One BVI company owned a home in central London, according to the records, and two other companies held investment portfolios worth tens of millions of dollars. The Kenyattas’ offshore wealth, revealed in the ICIJ leaks for the first time, represents a small part of the family fortune that runs into tens of billions of shillings.

A large part of the family’s wealth is held in Kenya in the form of thousands of acres of land, properties and stakes in scores of companies, including Brookside Dairy, NCBA Group, Timsales Holdings, Mediamax Group and Heritage Hotels.

According to ICIJ, the family began to accumulate much of its offshore wealth while Mr Kenyatta was a rising political star.
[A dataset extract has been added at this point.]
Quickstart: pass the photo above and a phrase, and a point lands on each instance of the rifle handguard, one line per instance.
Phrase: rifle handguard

Two offshore companies were created during a period when Kenya was navigating transition from the regime of President Daniel arap Moi, Mr Kenyatta’s former political patron.

Under Kenyan law, the President must provide a list of financial interests to the Ministry of Finance each year.

Mr Kenyatta’s family did not respond to ICIJ requests for comment, including whether he declared any offshore interests or was required to do so.

The Pandora Papers are a collection of more than 11.9 million records from 14 law firms and other service providers based in the United Arab Emirates, the Seychelles, Panama, Singapore and other tax havens.

The investigation has revealed assets of 35 current or former world leaders, including the King of Jordan, the Prime Minister of the Czech Republic, and Mr Kenyatta’s fellow African leaders Ali Bongo Ondimba of Gabon and Denis Sassou-Nguesso of the Republic of Congo.

Swiss bank Union Bancaire Privée helped set up the Kenyattas’ offshore investments.

In July 2003, the bank’s lawyer Othmane Naïm asked Panama offshore specialists to help register a new foundation, to be known as the Varies Foundation. The foundation, like a trust, was designed to manage and shelter wealth for its beneficiaries.

“Draft bylaws, also from July 2003, name the foundation’s beneficiaries: Uhuru Kenyatta and his mother. Later, records show, Union Bancaire Privée helped manage a foundation for Uhuru’s brother, Muhoho.

Invoices from Alcogal in Panama to the bank show that the Swiss advisers referred to the Kenyattas with a code: ‘client 13173’,” say the papers.

As with trusts and foundations offered elsewhere, including Belize (also South Dakota and Nevada), Panama foundations can be designed to allow families to transfer wealth from one generation to another, tax-free.

Typically, an individual, or “founder,” transfers assets, such as a bank account or real estate, to the foundation, which becomes the assets’ legal owner.

Panamanian foundations are prized, like trusts, because those who create them, the true owners of the assets, are not required to register their names with the Panamanian government. That secret remains with their lawyers. Any breach of confidentiality laws carries a jail sentence of up to six months, the same sentence imposed in Panama for certain categories of child abuse.

The Pandora Papers reveal the Kenyattas also secretly owned offshore shell companies.

Muhoho Kenyatta owned three registered in the BVI, according to records: One had a bank account that held an investment portfolio worth $31.6 million (Sh3.4 billion) in 2016; another had unspecified investments at a bank in London.

From 1999 to 2004, Mama Ngina Kenyatta and her two daughters held shares in a BVI company, Milrun International Ltd. The sisters used the company to buy a London apartment in the Westminster neighbourhood, according to records.